The thing is, you can't. People understand this to be research and hence
they have no qualms at throwing effort at the project in the hope it brings
you closer to the ultimate goal, albeit slowly.

Software is not "construction". It turns out to be "research". Regarding it
as "construction" by imposing estimates and progress tracking is usually
futile due to this dichotomy and the fact people missed it was "research".

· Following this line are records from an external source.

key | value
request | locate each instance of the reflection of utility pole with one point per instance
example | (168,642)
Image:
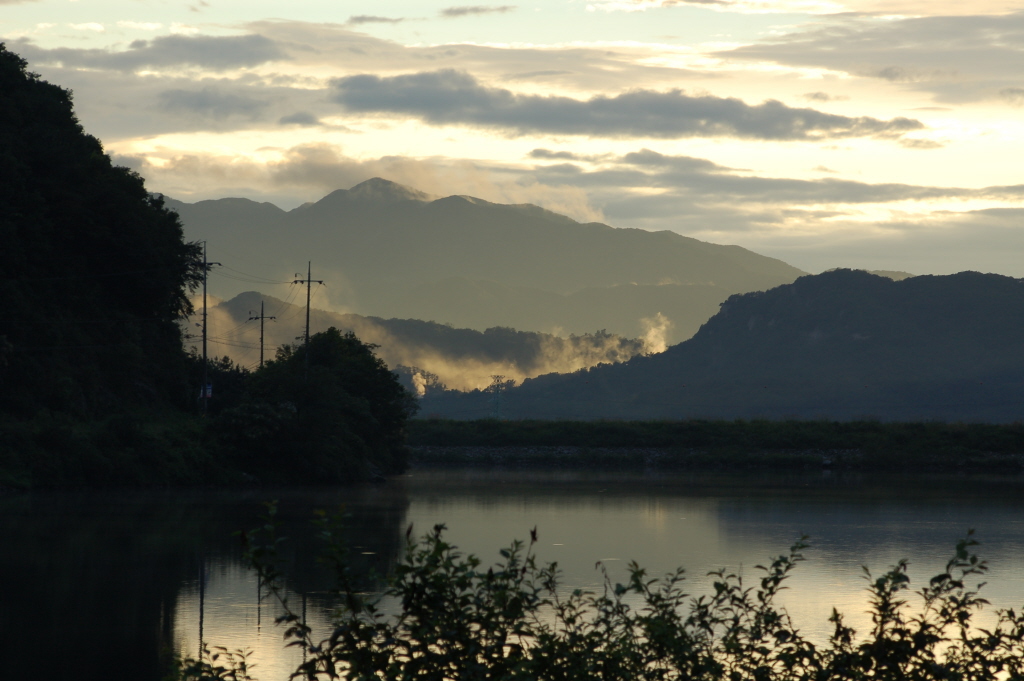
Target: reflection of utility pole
(308,281)
(497,384)
(206,367)
(202,603)
(260,317)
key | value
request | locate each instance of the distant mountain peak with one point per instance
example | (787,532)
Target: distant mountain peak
(378,188)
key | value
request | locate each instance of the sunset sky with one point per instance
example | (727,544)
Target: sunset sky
(826,133)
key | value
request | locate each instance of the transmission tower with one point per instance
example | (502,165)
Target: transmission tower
(261,317)
(497,385)
(308,281)
(206,390)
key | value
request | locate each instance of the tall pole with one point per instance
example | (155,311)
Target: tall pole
(308,281)
(261,317)
(206,368)
(309,273)
(205,388)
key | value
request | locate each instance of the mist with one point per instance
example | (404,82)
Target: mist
(427,354)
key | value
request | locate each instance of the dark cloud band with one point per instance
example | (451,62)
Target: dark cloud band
(216,52)
(456,97)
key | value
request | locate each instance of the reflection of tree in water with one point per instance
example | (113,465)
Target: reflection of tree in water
(94,577)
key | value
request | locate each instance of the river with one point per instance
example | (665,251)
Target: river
(112,584)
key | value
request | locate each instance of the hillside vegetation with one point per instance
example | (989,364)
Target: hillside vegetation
(95,386)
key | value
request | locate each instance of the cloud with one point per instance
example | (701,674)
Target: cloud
(955,58)
(823,96)
(920,143)
(214,52)
(340,49)
(299,118)
(212,102)
(453,97)
(549,155)
(1013,95)
(470,10)
(885,7)
(369,18)
(140,26)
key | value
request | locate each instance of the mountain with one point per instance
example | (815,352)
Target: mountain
(424,353)
(95,272)
(388,250)
(844,344)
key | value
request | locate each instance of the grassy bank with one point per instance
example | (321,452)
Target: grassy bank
(853,444)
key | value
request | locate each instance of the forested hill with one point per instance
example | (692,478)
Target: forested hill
(93,270)
(843,344)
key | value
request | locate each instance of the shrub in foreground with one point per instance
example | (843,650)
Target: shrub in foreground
(461,621)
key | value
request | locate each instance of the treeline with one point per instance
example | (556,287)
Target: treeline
(858,444)
(95,386)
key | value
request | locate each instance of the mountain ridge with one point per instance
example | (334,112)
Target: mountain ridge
(844,344)
(379,243)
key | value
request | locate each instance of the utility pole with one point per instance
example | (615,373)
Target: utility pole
(308,281)
(260,317)
(206,367)
(497,385)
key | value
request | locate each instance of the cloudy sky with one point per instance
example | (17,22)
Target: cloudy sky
(866,133)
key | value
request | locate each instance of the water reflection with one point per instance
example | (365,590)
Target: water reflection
(119,581)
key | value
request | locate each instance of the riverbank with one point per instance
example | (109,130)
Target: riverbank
(697,444)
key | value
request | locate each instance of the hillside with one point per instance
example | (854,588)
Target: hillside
(95,272)
(433,353)
(843,344)
(386,250)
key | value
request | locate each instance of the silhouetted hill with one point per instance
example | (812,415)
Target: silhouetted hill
(93,270)
(842,344)
(438,354)
(387,250)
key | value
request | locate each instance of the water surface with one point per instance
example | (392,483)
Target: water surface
(120,581)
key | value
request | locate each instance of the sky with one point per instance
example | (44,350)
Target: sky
(857,133)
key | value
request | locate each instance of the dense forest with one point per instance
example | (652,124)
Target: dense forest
(95,386)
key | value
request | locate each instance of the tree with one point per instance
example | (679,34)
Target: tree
(329,413)
(95,272)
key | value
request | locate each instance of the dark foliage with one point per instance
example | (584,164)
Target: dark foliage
(332,413)
(94,269)
(706,443)
(460,620)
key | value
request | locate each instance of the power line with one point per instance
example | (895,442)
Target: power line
(308,281)
(261,318)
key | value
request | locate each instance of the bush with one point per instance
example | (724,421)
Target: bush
(459,621)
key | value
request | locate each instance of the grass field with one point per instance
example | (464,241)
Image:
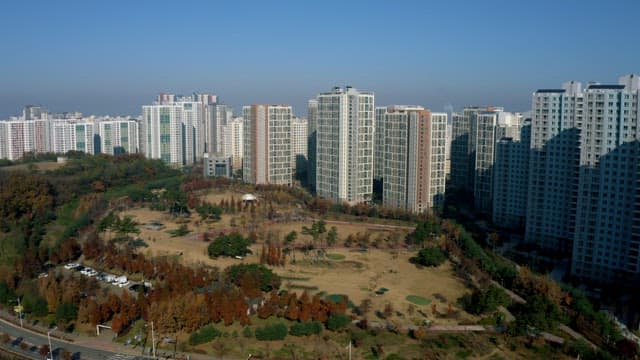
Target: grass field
(351,271)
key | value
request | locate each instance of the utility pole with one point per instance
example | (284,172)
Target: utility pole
(153,340)
(49,338)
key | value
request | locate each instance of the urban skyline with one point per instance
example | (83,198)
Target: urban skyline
(69,59)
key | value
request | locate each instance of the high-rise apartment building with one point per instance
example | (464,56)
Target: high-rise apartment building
(345,129)
(161,133)
(413,158)
(118,136)
(511,179)
(490,127)
(217,117)
(584,177)
(14,139)
(72,135)
(299,145)
(34,112)
(379,143)
(556,119)
(267,144)
(172,130)
(606,244)
(22,136)
(463,152)
(312,133)
(233,134)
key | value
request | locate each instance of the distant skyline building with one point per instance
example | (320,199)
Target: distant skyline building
(34,112)
(413,158)
(217,165)
(118,136)
(267,144)
(345,130)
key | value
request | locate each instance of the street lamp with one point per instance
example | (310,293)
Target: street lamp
(18,309)
(49,338)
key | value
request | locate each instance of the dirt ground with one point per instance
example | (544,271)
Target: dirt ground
(358,275)
(41,166)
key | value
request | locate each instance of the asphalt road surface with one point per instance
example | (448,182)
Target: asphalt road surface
(36,340)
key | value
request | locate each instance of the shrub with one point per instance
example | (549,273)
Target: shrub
(482,301)
(338,321)
(306,328)
(272,332)
(66,312)
(418,300)
(205,334)
(229,245)
(266,279)
(431,256)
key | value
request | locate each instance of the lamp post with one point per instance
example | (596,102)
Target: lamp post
(49,338)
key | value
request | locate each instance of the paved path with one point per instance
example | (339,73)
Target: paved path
(83,347)
(576,335)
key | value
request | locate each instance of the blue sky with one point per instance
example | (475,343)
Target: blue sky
(110,57)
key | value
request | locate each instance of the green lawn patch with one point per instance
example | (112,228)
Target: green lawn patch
(336,257)
(418,300)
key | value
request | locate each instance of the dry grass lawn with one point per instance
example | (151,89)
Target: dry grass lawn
(358,275)
(41,166)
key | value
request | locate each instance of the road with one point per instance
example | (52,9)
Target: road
(35,340)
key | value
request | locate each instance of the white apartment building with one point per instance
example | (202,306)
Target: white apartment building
(379,142)
(606,244)
(490,127)
(299,144)
(413,158)
(72,135)
(21,136)
(118,136)
(345,129)
(217,117)
(462,147)
(556,117)
(312,134)
(233,134)
(267,144)
(161,133)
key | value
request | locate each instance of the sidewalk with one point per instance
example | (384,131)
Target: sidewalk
(92,342)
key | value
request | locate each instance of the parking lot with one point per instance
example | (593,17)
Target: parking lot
(107,278)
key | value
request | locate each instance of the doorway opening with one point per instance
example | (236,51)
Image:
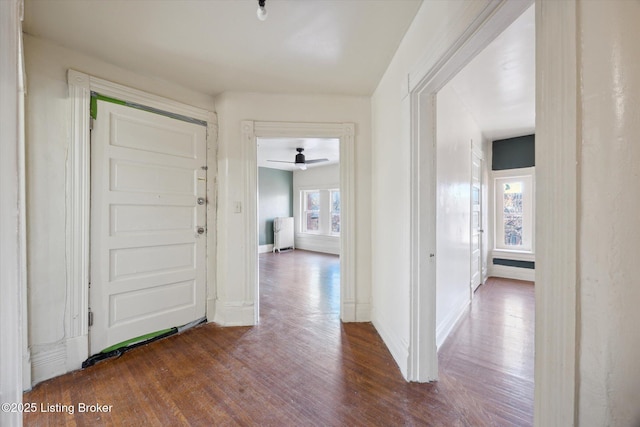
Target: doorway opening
(255,133)
(428,328)
(299,209)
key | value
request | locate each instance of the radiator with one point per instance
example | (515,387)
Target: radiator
(282,233)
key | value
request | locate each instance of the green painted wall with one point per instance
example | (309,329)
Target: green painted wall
(275,199)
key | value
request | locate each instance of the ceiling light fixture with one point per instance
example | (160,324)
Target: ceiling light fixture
(262,11)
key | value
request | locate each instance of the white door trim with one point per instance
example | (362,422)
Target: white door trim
(78,197)
(251,130)
(12,238)
(483,23)
(557,125)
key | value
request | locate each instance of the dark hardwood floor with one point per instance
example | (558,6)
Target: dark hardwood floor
(302,367)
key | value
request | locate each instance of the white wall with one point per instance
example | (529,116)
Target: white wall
(436,27)
(233,294)
(609,271)
(48,118)
(456,128)
(322,178)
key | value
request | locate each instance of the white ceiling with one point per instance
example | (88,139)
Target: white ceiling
(498,85)
(284,149)
(328,46)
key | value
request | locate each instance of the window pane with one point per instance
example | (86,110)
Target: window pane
(313,201)
(312,221)
(335,223)
(512,213)
(335,201)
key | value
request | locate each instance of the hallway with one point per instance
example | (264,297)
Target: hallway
(301,366)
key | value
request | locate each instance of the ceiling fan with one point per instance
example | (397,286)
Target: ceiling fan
(300,161)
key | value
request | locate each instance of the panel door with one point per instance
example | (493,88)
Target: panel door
(476,221)
(147,252)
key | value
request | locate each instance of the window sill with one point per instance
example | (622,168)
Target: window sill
(307,234)
(513,255)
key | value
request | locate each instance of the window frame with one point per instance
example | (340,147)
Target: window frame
(527,177)
(332,212)
(306,210)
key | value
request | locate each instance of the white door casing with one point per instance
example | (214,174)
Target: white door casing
(147,257)
(476,220)
(481,23)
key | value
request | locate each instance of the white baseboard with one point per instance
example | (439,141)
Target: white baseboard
(363,312)
(77,352)
(48,362)
(515,273)
(450,321)
(324,244)
(263,249)
(348,311)
(399,351)
(234,313)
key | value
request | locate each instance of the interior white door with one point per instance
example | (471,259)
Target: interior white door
(148,230)
(476,220)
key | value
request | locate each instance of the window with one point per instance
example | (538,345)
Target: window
(311,211)
(334,197)
(321,212)
(514,211)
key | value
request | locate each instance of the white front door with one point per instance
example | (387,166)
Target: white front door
(476,220)
(148,230)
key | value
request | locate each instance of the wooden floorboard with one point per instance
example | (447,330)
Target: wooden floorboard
(302,367)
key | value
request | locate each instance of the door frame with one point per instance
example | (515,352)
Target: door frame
(477,152)
(78,198)
(433,72)
(345,132)
(557,148)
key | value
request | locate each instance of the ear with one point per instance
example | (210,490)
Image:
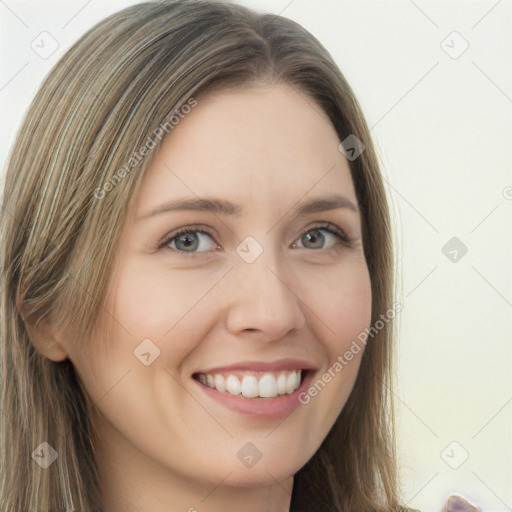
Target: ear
(45,340)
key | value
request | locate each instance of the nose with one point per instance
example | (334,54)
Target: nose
(263,303)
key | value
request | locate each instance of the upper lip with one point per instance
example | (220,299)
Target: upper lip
(262,366)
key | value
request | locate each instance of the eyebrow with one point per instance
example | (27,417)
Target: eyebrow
(221,206)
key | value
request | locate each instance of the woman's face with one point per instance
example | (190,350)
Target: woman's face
(260,293)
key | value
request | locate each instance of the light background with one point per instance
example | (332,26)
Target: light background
(443,130)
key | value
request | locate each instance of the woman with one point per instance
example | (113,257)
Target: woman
(197,262)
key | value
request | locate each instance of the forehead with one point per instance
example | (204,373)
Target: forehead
(268,143)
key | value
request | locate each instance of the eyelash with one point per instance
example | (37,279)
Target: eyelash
(326,226)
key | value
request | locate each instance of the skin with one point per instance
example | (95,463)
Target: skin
(164,444)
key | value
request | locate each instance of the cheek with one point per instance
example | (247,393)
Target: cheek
(343,303)
(152,303)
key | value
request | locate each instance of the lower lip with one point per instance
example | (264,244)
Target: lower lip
(261,408)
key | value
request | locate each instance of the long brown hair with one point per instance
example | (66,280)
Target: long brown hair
(60,225)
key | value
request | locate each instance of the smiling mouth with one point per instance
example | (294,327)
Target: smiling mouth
(253,384)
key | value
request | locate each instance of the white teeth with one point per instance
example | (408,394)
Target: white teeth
(269,385)
(233,385)
(220,383)
(292,382)
(250,386)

So, will the research happen faster in Erlang than in other languages? This
is hard to answer without being concrete. My loose experience is that
languages working at higher level in general provides shorter paths to
enlightenment[0]. Since functional languages are often working at a higher
level there is a considerable overlap. But don't underestimate something
like Python, Ruby or Javascript which also works at the same high level. It
is not always the case that you will be faster due to the trait of being
functional.

Compared to "traditional" languages like C or C++, the lack of proper
garbage collection is the key thing which make you research faster.
Compared to Java, it is the succinctness of Erlang. Compared to many other
systems, like Python or Ruby, it is the toolset in Erlang to describe
concurrency and the ability to utilize the machine via parallelism.
Compared to Golang, it is probably the process isolation and the ability to
run large complex systems with hundreds of applications in the same memory
space without panics[1].

Bringing it back to estimation, I fear that we will just adapt and expect
more features to delivered in shorter time, so our estimation of progress
and effort will still be off, even if we get things done faster. For some
reason, there is a bias toward "fast delivery" with no regard toward
"quality of product". This is a depressing work environment, though: every
deliverable will be too late, always. And this leads to a psychological
phobia of estimation :)

[0] Since software is research, the goal is to seek enlightenment and
understand something deeper than before.
[1] Though this is a hunch, not experience.